Pihak Pemerintah Provinsi Jawa Timur
juga menyatakan mendukung penuh Pemerintah Kota Surabaya untuk menutup
Dolly dan Jarak. Gubernur Jawa Timur Soekarwo menyatakan penutupan
lokalisasi Dolly harus jalan terus. Alasannya, jika dibiarkan ada
pelanggaran Hak Asasi Manusia (HAM) yang dilakukan oleh pemerintah
kepada warganya.
Bagi pihak yang menolak penutupan Dolly,
HAM dijadikan alasan, demikian juga apa yang disampaikan oleh Gubernur
Jawa Timur, Soekarwo, dukungannya terhadap penutupan Dolly, menjadikan
HAM sebagai alasannya. Sepertinya HAM bisa dipelintir sesuai
kepentingan. Lantas bagaimana pandangan yang benar terhadap persoalan
ini?
HAM : Standar yang Absurd
Menjadikan HAM sebagai alasan, baik bagi
para pendukung ataupun bagi pihak yang menolak penutupan lokalisasi
perzinahan Dolly dan Jarak, menunjukkan bahwa HAM memiliki standar
ganda, bisa dipelintir ke mana saja sesuai arah kepentingan.
Pemikiran HAM muncul di Eropa pada abad
tujuh belas masehi sebagai akibat dari pergolakan yang berkobar antara
gereja-gereja dan para agamawan dari satu sisi dan antara para
cendekiawan dan filosof dari sisi yang lain.
Setelah berlangsungnya pergolakan
diantara dua kubu, para cendekiawan mendapat kemenangan atas para
pendukung gereja-gereja, yang kemudian melahirkan pemikiran pemisahan
agama dari kehidupan (Sekulerisme).
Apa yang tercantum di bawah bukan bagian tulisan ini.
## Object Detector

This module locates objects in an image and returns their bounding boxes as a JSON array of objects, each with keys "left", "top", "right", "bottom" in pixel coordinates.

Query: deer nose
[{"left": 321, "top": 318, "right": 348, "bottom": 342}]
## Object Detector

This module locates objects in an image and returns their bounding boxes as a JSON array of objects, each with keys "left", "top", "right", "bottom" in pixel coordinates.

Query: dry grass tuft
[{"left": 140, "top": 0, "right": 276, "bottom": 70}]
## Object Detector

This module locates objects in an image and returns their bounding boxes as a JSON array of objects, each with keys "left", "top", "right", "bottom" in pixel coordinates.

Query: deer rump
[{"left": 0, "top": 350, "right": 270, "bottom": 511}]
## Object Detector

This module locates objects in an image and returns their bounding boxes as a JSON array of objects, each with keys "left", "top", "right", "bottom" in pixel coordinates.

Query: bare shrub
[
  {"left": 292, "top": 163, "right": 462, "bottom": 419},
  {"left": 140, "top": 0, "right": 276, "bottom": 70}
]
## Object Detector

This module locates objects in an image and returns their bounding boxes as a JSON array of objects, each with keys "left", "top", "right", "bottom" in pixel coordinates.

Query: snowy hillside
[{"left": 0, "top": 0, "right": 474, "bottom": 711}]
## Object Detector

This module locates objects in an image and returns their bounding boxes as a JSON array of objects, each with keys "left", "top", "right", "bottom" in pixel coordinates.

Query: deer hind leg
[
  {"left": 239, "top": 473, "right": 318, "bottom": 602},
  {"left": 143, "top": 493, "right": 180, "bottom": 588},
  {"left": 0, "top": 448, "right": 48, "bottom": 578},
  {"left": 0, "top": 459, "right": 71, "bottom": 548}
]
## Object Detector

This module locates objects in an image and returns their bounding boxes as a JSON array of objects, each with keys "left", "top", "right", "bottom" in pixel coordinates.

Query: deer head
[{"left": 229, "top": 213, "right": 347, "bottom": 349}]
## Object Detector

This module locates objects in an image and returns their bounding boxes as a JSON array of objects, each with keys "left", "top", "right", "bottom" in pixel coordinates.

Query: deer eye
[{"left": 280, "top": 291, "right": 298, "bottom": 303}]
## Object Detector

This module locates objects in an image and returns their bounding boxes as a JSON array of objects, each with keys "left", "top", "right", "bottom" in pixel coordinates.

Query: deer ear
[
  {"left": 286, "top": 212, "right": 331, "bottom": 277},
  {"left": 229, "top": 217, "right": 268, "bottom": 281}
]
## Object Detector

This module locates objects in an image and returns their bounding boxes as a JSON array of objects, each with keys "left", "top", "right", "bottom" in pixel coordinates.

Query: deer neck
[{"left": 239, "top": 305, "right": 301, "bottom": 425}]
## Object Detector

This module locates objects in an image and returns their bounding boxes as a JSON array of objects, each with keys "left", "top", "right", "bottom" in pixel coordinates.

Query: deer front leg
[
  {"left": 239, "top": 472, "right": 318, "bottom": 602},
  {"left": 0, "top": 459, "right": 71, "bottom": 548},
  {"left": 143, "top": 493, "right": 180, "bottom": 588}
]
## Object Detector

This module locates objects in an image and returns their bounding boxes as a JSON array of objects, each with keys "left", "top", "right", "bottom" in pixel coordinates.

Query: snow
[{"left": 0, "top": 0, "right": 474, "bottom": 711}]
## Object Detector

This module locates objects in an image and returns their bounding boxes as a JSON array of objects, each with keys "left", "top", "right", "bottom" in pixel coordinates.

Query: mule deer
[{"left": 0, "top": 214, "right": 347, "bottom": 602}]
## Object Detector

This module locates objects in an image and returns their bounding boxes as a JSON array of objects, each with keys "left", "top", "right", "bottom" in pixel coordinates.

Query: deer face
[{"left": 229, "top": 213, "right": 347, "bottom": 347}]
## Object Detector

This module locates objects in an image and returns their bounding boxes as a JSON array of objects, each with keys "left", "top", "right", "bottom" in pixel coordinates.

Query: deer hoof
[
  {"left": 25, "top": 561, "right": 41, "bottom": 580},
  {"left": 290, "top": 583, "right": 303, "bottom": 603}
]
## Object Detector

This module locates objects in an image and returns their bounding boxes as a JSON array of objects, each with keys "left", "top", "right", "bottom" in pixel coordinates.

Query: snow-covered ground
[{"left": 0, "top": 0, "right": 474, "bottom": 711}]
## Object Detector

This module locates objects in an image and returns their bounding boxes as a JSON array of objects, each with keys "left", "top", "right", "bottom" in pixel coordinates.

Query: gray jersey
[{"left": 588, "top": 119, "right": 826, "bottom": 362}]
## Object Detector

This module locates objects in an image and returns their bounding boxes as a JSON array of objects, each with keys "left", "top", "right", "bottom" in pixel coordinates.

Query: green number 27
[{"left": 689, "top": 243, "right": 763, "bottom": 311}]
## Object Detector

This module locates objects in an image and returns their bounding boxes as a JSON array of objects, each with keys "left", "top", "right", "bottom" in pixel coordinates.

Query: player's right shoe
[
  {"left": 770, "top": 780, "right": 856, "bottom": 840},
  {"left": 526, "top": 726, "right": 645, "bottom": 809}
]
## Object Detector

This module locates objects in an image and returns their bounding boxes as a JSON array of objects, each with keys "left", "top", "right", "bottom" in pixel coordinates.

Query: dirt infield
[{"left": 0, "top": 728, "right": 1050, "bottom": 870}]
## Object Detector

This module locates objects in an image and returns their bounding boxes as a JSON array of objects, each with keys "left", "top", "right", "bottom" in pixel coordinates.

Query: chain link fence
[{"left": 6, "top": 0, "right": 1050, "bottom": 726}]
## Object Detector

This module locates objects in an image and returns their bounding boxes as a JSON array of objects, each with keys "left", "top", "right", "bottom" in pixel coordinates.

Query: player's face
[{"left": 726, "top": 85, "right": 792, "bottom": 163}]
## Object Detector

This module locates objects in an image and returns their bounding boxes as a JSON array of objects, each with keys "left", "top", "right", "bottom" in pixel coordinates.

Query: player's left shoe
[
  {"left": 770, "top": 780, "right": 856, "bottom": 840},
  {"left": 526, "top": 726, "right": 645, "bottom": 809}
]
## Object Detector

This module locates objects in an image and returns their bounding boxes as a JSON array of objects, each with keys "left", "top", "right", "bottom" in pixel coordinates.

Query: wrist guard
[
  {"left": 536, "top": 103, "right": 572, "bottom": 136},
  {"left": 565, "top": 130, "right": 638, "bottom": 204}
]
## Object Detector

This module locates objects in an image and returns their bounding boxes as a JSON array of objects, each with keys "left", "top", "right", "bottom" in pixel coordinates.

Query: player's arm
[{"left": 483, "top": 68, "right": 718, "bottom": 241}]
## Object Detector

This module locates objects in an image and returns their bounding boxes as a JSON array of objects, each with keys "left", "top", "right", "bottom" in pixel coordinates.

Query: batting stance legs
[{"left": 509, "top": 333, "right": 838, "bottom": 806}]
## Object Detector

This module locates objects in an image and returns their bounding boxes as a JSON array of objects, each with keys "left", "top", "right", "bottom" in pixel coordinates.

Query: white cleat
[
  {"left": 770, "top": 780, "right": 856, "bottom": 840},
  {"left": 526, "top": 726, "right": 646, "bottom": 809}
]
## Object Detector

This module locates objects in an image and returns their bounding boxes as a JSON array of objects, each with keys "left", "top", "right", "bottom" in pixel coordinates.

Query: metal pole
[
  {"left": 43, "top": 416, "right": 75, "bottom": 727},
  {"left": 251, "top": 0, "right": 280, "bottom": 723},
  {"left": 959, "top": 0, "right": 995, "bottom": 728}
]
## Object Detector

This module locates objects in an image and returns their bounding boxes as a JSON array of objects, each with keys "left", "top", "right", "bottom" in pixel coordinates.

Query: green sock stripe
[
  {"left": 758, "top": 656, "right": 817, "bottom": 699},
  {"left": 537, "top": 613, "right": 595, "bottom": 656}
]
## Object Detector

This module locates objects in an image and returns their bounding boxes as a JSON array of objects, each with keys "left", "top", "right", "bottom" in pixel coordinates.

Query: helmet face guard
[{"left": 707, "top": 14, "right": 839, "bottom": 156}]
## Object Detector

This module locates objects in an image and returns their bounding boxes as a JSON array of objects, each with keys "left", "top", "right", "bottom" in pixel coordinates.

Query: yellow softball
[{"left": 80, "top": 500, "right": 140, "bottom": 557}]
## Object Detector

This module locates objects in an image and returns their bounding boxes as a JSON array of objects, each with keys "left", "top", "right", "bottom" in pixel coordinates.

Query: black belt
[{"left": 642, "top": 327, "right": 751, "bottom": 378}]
Atas dasar sekulerisme kemudian
memunculkan apa yang disebut dengan ideologi kapitalisme.
Ideologi kapitalisme-sekulerisme inilah
yang menonjolkan pemikiran Hak Asasi Manusia (HAM). Istilah HAM adalah
istilah kapitalisme yang lahir dari akidah pemisahan agama dari
kehidupan (sekulerisme). Akidah sekulerisme adalah pemikiran yang
bertentangan dengan akidah Islam.
Bukti nyata dan terindera saat ini
adalah, kita menyaksikan dan melihat bahwa perzinahan yang telah
jelas-jelas Allah haramkan dalam kitab suci, berupaya dilegalkan dan
dipertahankan atas nama HAM. Padahal jelas sekali perzinahan adalah
suatu perbuatan yang keji dan suatu jalan yang buruk. Perzinahan adalah
aktivitas yang sangat jauh dari nilai kehormatan dan kemuliaan manusia.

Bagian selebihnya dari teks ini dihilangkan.